Ability to do some common expression normalizations in the dataset curators

IGS / gEAR

The gEAR Portal was created as a data archive and viewer for gene expression data including microarrays, bulk RNA-Seq, single-cell RNA-Seq and more.

https://umgear.org

GNU Affero General Public License v3.0

10 stars 5 forks source link

Ability to do some common expression normalizations in the dataset curators #664

Open JPReceveur opened 2 months ago

JPReceveur commented 2 months ago

One curator feature that would be useful to add is the ability to do common normalizations of gene expression in the dataset curators. Currently, we're depending on users doing a normalization/transformation prior to upload which leads to a number of issues (e.g. comparing with datasets using a different normalization or if they're using already normalized data in the single cell workbench, or if a user forgets to do one).

While we can't keep up with all the normalization procedures it would be nice to have the ability to do some simple ones on a per display basis (e.g. cpm, normalize expression within a cell to one, etc) to better show datasets side by side.

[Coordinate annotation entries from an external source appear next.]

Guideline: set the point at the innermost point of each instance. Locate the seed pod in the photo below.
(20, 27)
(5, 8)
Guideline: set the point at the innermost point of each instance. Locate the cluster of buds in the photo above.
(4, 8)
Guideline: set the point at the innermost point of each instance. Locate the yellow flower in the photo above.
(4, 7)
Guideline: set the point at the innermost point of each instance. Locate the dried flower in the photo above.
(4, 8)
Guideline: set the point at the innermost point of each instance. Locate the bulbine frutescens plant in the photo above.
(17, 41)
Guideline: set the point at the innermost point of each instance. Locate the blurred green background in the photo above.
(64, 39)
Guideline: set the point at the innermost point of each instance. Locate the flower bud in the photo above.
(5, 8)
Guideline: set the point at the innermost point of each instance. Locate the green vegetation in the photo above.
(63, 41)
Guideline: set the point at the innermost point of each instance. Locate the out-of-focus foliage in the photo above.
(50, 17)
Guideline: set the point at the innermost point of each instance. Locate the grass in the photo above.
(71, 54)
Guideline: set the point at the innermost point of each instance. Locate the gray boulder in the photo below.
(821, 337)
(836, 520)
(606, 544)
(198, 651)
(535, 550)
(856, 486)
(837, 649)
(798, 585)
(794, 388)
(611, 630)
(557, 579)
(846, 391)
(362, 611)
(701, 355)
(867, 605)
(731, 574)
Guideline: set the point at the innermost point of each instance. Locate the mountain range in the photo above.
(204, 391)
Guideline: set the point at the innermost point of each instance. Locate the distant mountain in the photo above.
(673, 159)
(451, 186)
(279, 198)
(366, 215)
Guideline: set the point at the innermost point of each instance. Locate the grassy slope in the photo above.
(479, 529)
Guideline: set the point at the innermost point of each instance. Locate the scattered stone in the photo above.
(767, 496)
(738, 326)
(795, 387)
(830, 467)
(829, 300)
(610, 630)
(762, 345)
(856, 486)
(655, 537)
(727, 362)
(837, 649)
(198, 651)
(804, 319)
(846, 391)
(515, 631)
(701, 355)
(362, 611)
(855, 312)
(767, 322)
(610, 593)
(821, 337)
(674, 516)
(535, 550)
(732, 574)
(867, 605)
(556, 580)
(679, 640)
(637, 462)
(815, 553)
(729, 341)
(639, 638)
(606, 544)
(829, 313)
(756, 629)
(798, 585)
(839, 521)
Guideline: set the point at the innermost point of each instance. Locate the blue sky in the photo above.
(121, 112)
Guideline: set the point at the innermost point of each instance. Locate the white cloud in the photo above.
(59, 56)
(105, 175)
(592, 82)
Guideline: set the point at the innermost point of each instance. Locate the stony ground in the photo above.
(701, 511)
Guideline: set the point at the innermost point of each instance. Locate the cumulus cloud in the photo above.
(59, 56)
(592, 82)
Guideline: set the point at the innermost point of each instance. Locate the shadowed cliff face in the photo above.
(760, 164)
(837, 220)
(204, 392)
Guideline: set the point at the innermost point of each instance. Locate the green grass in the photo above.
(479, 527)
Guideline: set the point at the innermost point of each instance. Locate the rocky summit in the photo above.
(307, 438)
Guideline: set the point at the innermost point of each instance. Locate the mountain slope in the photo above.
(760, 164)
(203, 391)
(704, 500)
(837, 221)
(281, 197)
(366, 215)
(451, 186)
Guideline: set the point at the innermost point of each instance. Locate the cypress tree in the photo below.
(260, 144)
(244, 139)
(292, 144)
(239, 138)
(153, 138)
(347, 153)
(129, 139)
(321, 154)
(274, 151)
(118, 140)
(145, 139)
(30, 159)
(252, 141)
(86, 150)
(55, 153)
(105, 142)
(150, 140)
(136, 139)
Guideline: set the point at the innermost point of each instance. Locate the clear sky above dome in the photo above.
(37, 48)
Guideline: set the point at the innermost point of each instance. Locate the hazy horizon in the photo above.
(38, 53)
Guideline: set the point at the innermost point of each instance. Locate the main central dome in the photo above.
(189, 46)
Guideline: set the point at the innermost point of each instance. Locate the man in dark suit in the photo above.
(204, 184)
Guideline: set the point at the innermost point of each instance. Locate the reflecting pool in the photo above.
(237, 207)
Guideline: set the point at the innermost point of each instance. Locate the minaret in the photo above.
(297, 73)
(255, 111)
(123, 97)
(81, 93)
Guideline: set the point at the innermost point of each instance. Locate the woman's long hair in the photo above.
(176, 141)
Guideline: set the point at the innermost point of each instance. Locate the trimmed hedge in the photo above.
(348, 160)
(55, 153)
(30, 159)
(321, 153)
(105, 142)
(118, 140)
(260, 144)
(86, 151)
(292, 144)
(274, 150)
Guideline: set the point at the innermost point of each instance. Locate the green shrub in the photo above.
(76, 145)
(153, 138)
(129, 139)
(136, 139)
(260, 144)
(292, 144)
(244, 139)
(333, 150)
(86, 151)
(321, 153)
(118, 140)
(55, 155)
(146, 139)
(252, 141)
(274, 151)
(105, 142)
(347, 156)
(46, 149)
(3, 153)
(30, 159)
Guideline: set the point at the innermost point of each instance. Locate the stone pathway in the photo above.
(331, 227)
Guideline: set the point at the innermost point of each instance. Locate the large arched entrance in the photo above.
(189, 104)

adkinsrs commented 2 months ago

Just to have it on paper, the reason we are asking users to specify if their data is raw or normalized before uploading is to ensure we can do things like this. Many of the early datasets do not have such information so we have to treat them all as "raw" (except the hardcoded datasets)

Seems to me this "normalizing" makes more sense in the expression/projection panels rather than in the curator. Instead of having the user save a curation under a certain normalization configuration, we provide a normalize checkbox along with raw/log2/log10 option, and when rendering displays, we normalize based on the dataset's math setting from uploading. @JPReceveur @jorvis thoughts?

Alternatively, @JPReceveur are you suggesting that we have some options such as normalizing counts per cell in a single dataset before plotting? Seems that this ticket may be more of a hybrid solution

JPReceveur commented 2 months ago

Yeah, I was thinking more of the second one (a lot of the issues around the first point go away once we explicitly are asking people about any transformations or normalizations done prior to upload). Transformations, you can do some math to get back to the initial values but thats not always true for normalizations, we wouldn't always be able to get back to raw data given an upload of normalized data even knowing the method they used.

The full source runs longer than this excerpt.